The Jaartisan – in bottega con Luca De Fumo – artigiano calzolaio

The Jaartisan – in bottega con Luca Alessandrini detto Luca De Fumo – artigiano calzolaio

The Jaartisan – in bottega con Luca Alessandrini detto Luca De Fumo – artigiano calzolaio
26 Marzo 2021 The Jaar

Luca Alessandrini è conosciuto da tutti come Luca De Fumo, un soprannome attribuito ai componenti di tutta la sua famiglia e che da oltre 60 anni è sinonimo di un antico mestiere artigiano, quello del calzolaio. Luca ha appreso inizialmente la tecnica da suo padre Renzo De Fumo e col tempo l’ha personalizzata arrivando a concepire una tipologia di scarpa su misura di altissima qualità.

Abbiamo incontrato Luca per la prima volta a Fashion in Flair, un prestigioso evento a cui siamo molto legati, che si svolge ogni anno nella splendida cornice di Villa Bottini a Lucca.
L’evento è una mostra mercato dove espongono brand che rappresentano l’eccellenza dell’artigianato Made in Italy in ambito fashion, e proprio in quel contesto abbiamo potuto ammirare le scarpe De Fumo e innamorarcene a prima vista!

È con grande piacere quindi che vi raccontiamo la storia di Luca e dei suoi prodotti pieni di fascino.

Com’è nata la passione per il tuo lavoro?
Da ragazzo non ero motivato a studiare, non ho terminato le scuole e sono andato a lavorare molto presto.
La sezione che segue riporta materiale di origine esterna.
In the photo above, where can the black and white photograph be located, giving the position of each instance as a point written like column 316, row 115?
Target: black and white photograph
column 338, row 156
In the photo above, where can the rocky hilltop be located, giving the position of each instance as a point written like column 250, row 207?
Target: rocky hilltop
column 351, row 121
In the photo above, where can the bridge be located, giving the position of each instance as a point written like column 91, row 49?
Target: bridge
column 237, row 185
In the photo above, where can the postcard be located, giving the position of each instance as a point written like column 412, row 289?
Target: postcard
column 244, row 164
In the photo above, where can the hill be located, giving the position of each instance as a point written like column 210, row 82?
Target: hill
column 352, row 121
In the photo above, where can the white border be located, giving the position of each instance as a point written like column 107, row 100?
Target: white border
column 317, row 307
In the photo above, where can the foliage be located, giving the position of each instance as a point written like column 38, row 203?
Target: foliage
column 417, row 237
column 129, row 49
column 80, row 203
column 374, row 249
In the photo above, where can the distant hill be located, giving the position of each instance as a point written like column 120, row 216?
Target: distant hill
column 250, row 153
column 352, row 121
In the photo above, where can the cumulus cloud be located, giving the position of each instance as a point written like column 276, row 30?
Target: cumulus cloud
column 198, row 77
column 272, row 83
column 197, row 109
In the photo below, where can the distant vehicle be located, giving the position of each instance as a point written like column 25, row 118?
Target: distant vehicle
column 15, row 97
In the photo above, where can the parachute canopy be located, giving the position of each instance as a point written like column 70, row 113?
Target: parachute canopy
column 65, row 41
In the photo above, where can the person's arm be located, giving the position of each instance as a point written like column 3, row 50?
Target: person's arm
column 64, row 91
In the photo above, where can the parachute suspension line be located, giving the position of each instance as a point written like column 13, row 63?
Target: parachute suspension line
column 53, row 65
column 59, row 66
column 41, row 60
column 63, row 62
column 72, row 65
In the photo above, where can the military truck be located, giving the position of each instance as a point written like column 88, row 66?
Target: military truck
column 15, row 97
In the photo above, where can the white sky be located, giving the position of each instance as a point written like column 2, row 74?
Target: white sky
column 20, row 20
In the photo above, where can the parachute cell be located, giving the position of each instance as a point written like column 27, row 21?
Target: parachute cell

Io sono di Fermo (nelle Marche), in questa zona il settore manifatturiero maggiormente sviluppato è quello calzaturiero quindi ho lavorato come operaio in diverse aziende di calzature. Premetto che mio padre è un calzolaio artigiano, da piccolo giocavo tra le scatole e gli attrezzi del suo laboratorio, ma in quel periodo non mi sono appassionato al suo lavoro, forse perché con lui non avevo un buon rapporto. Anni dopo però, lavorando nell’industria, ho cominciato ad apprezzare il suo mestiere e la sera, dopo essere uscito da lavoro, mi dedicavo ad imparare la sua tecnica artigianale. Quello è stato l’inizio del mio percorso.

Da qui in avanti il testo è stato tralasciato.